Storm would rather spend the day gnawing on his favorite plastic red toy, but the newest four-legged recruit to the North Las Vegas Police Department has important work to do.
At the command of his handler and partner, Sgt. Scott Salkoff, the 3-year-old Belgian Malinois jumps into the back of a Ford Expedition to patrol the city’s streets during the swing shift.
“He’s a locating tool, but he’s also a less-lethal device,” Salkoff said, comparing his canine companion to guns, Tasers, batons and pepper spray.
“For today’s desire to scale things down and be a little more understanding of each other’s needs, it works real well to be able to use a tool like that,” Salkoff said. “We accomplish a goal, everyone goes home happy and safe and it’s a pretty cool thought that we’re able to do that.”
Storm joined the North Las Vegas Police Department’s K-9 Unit in May after officers purchased him for $11,000 from Alderhorst International, a police canine training facility in Riverside County, California.

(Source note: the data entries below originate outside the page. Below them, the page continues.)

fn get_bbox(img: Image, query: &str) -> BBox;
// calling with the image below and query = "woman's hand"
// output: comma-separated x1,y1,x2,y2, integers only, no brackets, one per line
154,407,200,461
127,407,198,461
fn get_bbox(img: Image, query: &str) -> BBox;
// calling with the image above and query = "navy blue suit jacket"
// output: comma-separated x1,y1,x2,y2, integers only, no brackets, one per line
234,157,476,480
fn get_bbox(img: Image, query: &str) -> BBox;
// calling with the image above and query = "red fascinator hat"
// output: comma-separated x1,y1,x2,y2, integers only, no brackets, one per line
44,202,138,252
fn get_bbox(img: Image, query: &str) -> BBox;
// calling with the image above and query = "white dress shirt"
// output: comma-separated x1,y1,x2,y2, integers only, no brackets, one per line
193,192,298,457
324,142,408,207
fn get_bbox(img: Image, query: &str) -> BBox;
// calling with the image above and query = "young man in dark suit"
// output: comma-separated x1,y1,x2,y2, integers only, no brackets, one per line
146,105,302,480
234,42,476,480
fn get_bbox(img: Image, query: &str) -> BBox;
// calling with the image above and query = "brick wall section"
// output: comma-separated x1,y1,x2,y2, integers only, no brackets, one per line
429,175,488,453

After testing several dogs, Storm stood out based on his persistence and “extremely good play, hunt and prey drives,” resulting in good hunting skills that are required on patrol dogs, Salkoff said. Storm joins a team of five other police canines in North Las Vegas. Two more dogs are slated to join the team in February.
Storm and Salkoff usually spend their shifts driving around North Las Vegas, ready to respond to burglaries, robberies and violent crimes that might require him to sniff down a suspect.

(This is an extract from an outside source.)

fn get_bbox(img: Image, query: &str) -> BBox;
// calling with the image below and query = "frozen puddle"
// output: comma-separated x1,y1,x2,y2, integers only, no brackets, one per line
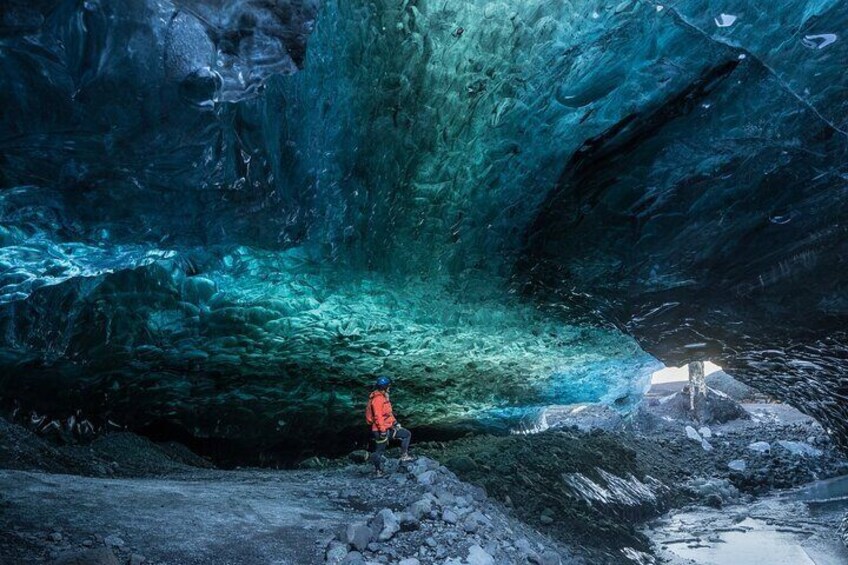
645,497,848,565
666,518,820,565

“Their noses are exceptional,” Salkoff said of the dogs. “We found that they save us a significant amount of time, resources and manpower.”

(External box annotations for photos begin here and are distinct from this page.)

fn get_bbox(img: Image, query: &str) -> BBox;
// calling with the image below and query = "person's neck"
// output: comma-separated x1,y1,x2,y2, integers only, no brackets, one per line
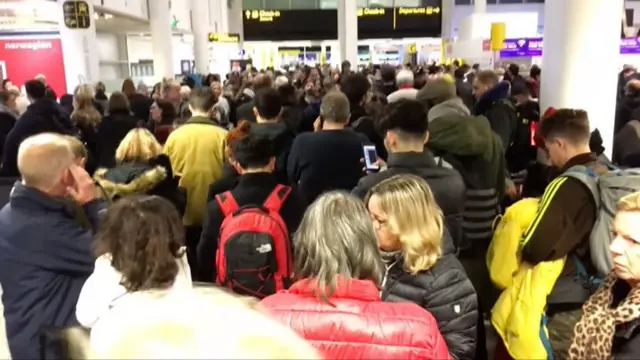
191,111,209,118
242,168,272,175
565,145,592,166
389,144,424,154
256,116,278,124
322,120,347,130
22,180,66,199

Even though Storm was officially certified a few weeks ago by the California Narcotic Canine Association, Salkoff sets aside an hour of training daily to keep the dog’s skills sharp. Commands are given in Dutch, and Storm is trained to solely listen to the unit’s handlers.
At home, Storm isn’t treated as a family pet. He sleeps inside an air-conditioned shed in Salkoff’s backyard, with room to play in a fenced area.
For his part, Salkoff had always wanted to work with animals and initially hoped to work as a veterinarian. Instead, he joined a police Explorer’s program as a teen and served as the “bad guy” decoy during training for police dogs.
“I enjoy the the training, learning and watching how the dogs learn and grow,” said Salkoff, a 14-year veteran of the North Las Vegas Police Department. “You have to teach the dogs how to look for people, and help them understand why it’s important to do that.”